Hacker News new | ask | show | jobs
by simonw 785 days ago
Do you have an NVIDIA GPU? I have not had much luck with the transformers library on a Mac.
1 comments

Of course. I thought Nvidia GPUs are pretty much a must have to play with DL models.
Well being able to run these models on CPU was pretty much the revolutionary part of llama.cpp.
I can run them on CPU - HF uses plain Pytorch code - fully supported on CPU.
But it's likely to be much slower than what you'd get with a backend like llama.cpp on CPU (particularly if you're running on a Mac, but I think on Linux as well), as well as not supporting features like CPU offloading.

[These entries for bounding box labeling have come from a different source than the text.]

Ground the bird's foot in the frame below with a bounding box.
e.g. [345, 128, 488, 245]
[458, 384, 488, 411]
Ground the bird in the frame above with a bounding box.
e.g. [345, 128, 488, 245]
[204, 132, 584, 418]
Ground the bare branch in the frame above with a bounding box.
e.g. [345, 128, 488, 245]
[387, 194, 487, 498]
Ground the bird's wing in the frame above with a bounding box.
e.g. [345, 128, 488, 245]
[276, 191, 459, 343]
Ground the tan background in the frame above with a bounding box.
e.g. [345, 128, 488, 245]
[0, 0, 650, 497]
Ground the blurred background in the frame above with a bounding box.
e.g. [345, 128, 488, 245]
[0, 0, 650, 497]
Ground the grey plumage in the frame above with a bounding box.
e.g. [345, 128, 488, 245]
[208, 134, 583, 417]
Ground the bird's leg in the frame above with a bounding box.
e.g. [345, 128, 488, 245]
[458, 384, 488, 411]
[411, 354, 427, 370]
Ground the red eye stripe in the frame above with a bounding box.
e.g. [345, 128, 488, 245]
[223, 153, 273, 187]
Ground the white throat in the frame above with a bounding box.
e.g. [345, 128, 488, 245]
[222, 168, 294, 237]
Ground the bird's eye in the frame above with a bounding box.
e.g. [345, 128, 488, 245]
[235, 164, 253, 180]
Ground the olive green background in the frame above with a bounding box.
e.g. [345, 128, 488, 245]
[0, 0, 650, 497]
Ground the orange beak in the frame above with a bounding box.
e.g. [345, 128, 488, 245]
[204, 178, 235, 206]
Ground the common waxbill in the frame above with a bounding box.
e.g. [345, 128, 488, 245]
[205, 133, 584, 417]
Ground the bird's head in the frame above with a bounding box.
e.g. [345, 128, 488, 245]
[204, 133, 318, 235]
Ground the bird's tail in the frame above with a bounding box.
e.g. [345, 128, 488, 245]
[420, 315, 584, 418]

Are there benchmarks? 2x speed up would not be enough for me to return to c++ hell, but 5x might be, in some circumstances.
I think the biggest selling point of ollama (llama.cpp) are quantizations, for a slight hit (with q8 or q4) in quality you can get a significant performance boost.
There's a Python binding for llama.cpp which is actively maintained and has worked well for me: https://github.com/abetlen/llama-cpp-python
Ollama supports many radeons now. And I guess llama.cpp does too, after all it's what ollama uses as backend.
PyTorch (the underlying framework of HF) supports AMD as well, though I haven’t tried it.